Joe Grey looked at her with interest, then trotted to the edge of the broken floor and stood looking down toward the remodel tucked among the lower hills. “Ryan will dump gravel in the morning, they’ll fill in the pit and then pour the concrete.” He looked around at Dulcie. “We can’t let them do that.” And without another word he trotted out through the broken wall and headed away toward the village. As Dulcie and Kit galloped to join him, behind them, Sage rose.
“You’re too weak,” Willow said.
“I’ll go just a little way,” said Sage. “I want to see…” He turned to look at her. “I’m stronger, I want to go just a short way…” Willow looked at him, puzzled, but she said no more. She and Tansy followed him, unwilling to let him go alone. Soon the whole clowder was moving down the hills, surrounding Sage to shelter him, but filled with curiosity, too, wanting to see this strange grave, this cruel and lonely disposal of a human person.
IT WAS VERY late when Clyde and Ryan headed upstairs, Clyde still complaining because Joe had raced away into the night. Ryan dropped Snowball gently on the bed and set her cup of cocoa on the nightstand. Crossing to the fireplace, she knelt to light the gas logs. There was a little pop, and bright flames licked up, silhouetting her slim form through her translucent gown. She rose, turning, her dark hair tumbling across her cheek. She picked up her cell phone from the dresser, and before putting it in the charger she checked her messages.
She looked up at Clyde, frowning. “Gravel won’t be there until ten. They’re usually more reliable. Scotty said he called the concrete company and delayed that delivery so they wouldn’t sit waiting. Damn. I’d hoped we’d be finished by noon.”
“Call Charlie. Maybe, before you go to work, you can help with her phone calls.”
An hour ago, when they’d parted from Charlie, leaving the robbery scene, she’d been trying to reach the four families, to find out what instructions they would have for her once the police had released the scenes. And to find out if anyone else had had keys to any of their doors. She’d had no luck reaching any of the four couples. She’d headed home so irritated, and concerned, that Ryan wondered if she’d be up all night dialing cell phones that had been turned off.
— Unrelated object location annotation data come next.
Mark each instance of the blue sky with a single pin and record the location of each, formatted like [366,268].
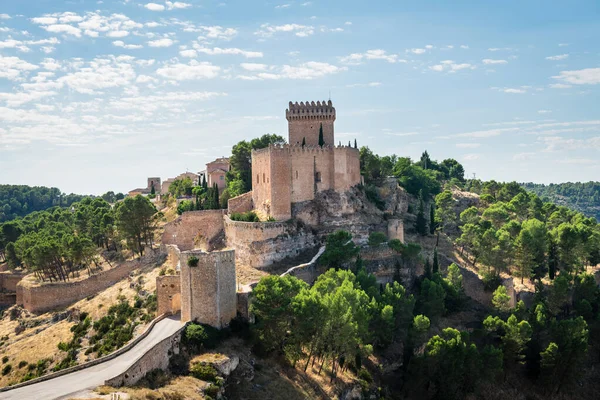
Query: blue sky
[98,95]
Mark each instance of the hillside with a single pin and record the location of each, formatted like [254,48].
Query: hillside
[20,200]
[579,196]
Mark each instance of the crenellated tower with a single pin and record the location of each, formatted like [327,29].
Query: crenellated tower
[305,121]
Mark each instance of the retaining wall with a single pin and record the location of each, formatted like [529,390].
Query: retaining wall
[155,358]
[48,296]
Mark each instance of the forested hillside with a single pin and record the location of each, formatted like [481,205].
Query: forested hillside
[579,196]
[20,200]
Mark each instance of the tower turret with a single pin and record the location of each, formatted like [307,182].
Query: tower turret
[305,121]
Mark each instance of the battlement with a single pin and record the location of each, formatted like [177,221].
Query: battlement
[310,110]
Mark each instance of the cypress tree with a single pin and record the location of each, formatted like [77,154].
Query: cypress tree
[436,263]
[432,224]
[421,222]
[321,140]
[427,269]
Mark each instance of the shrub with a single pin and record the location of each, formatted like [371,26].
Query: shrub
[204,372]
[193,261]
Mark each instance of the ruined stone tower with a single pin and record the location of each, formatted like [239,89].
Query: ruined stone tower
[305,121]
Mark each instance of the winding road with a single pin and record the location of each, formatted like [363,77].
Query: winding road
[78,382]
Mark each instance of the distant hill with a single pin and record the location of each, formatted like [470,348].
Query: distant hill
[20,200]
[583,197]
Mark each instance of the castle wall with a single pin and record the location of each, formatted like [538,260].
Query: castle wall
[347,168]
[305,121]
[195,229]
[260,244]
[240,204]
[168,294]
[396,229]
[208,291]
[49,296]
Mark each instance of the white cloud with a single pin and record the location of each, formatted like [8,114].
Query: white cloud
[188,53]
[155,7]
[558,58]
[489,61]
[192,71]
[268,30]
[120,43]
[450,66]
[308,70]
[588,76]
[254,66]
[232,51]
[376,54]
[560,86]
[165,42]
[63,28]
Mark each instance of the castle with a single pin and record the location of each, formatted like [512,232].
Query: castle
[310,163]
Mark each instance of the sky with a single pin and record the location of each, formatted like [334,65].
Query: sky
[99,95]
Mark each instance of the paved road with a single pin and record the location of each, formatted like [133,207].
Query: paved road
[67,386]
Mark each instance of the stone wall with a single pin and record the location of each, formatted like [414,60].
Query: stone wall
[396,229]
[208,290]
[155,358]
[168,294]
[9,281]
[242,203]
[196,230]
[48,296]
[260,244]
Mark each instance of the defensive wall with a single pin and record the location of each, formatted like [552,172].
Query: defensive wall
[240,204]
[168,294]
[286,174]
[260,244]
[38,298]
[306,119]
[208,289]
[195,230]
[155,358]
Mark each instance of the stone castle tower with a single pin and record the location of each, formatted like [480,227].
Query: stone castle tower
[306,119]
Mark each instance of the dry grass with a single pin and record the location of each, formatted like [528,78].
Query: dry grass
[40,342]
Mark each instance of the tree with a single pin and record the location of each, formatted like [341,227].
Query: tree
[432,224]
[421,222]
[339,249]
[501,299]
[136,222]
[321,140]
[272,307]
[435,266]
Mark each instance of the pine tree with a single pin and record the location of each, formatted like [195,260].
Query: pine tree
[436,264]
[321,140]
[421,223]
[432,224]
[427,269]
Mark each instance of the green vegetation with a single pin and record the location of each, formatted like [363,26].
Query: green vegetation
[582,197]
[19,200]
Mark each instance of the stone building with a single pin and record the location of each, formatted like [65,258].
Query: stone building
[294,173]
[216,171]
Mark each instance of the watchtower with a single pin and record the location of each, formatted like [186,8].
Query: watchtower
[306,119]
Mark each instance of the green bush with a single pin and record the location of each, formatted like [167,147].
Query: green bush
[204,372]
[249,216]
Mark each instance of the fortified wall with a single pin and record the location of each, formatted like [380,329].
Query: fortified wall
[195,230]
[260,244]
[47,296]
[208,289]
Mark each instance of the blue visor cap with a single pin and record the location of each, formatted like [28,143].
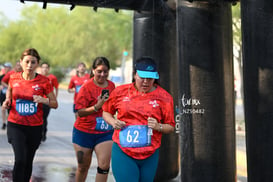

What worried Charlie the most was the possibility that one of the few employees who’d left her, or one of the two she’d fired, might have copied her keys on the sly.
But maybe by the time Davis finished canvassing the nearby houses, they’d have some leads. That was a close neighborhood, maybe someone had seen a stranger or a strange car. Everyone for blocks around had to know those four couples were on vacation, and they were inclined to watch out for one another. Ryan dialed Charlie’s cell, got a busy signal, and left a message: “My delivery’s delayed for tomorrow morning. If you haven’t reached your clients, call me. I’ll make some calls for you before I head up to the job.”
Clyde sat down on the edge of the bed, watching Rock and Snowball, the small cat curled up tight against the Weimaraner, happily purring. “Such a sweet and innocent little cat,” Clyde said, reaching to gently stroke Snowball. “You don’t go chasing off in the middle of the night after burglars.” He wished Joe would learn to stay in at night-and how unrealistic was that?
Ryan finished her cocoa, set her cup on the dresser, and went to brush her teeth. Getting into bed, she slipped her feet carefully around the sleeping animals. “At least everything was insured-except maybe Theresa’s paintings. Insurance on pieces of art is ridiculously high.” She looked at him bleakly. “I don’t know if I can sleep, worrying about Joe. I’ve worried before, but not like this. You’d think, after they got themselves locked in that closet, they’d be ready to call it a night.”
“Not those three.” He switched off the lamp and stretched out.
“Did he tell you what, exactly, they were doing? Tell you how they got locked in? Were they tailing the burglar? Why did they let him get so near that he shut them in? And what good to run surveillance,” she said crossly, “if they go off in the night and don’t tell anyone what they found?”
Clyde sighed, and shook his head. “We just have to live with it.” He drew her close. “Do we have a choice?”